I was speaking with a neighbor today who I haven’t seen since just prior to the eclipse. We were sharing our personal experiences, each agreeing it was a magical beautiful moment and given it was something that reached people globally, the feeling of connection, of Oneness was palpable. I told her how this was how we are supposed to be living – much more in Unity Consciousness, gathering together regularly, on our own, instead of waiting for some outside event to Unite us.
I was happy to see how she resonated with this.
So naturally I think “So why not do just that?”
Each week, each day, remember the Magic of that day and call it up. And know others are doing the same. Clap. Giggle. Hoot and holler.
Ever since that day, I have had such a strong desire to continue the experience, but not alone. I want to BE in that state of magic – daily. And I want to experience it with others.
It’s like a new level of magic and connection was felt that day and oooooh how I want – how I need to be in that state with self and others. How I am ready to Allow myself to have that experience.
Today after doing some food shopping, my girl and I walked to the park that’s across from the store. There was a woman spinning fabric onto a wooden spinner. Fascinating! Well, for me. I tried getting my girl interested in watching, but she was more intent on climbing the benches and playing in the trees. So while she did that, I had the absolute delight in speaking with this woman and listen as she explained to me about the different fabrics she is working with. I thought back to my feeble attempt at learning to sew when I was in junior high.
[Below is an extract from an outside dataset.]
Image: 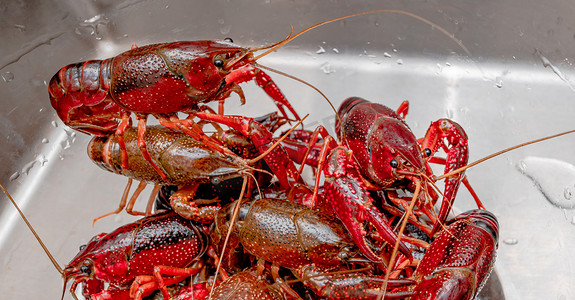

I received a C for effort (all the other girls received A’s). I am much more open to my creative/crafty side today of course, having dove into that in my 20’s. As I spoke with this woman, I began having a vision of spending my days doing such interaction. Learning. Creating. Sharing. We spoke of returning to some of the practical ways, sewing being one of them. Crochet (another difficult task for me to “get” – even today). Real connecting. Heart-based creating.
Daily. A way of Being instead of just a random experience we happen to encounter, Divinely guided by the Universe after buying chocolate and sauerkraut.
And so it was and is on this day, weeks after the eclipse, 9/9, which includes my ongoing thoughts/intentions for Irma and our human family in Florida.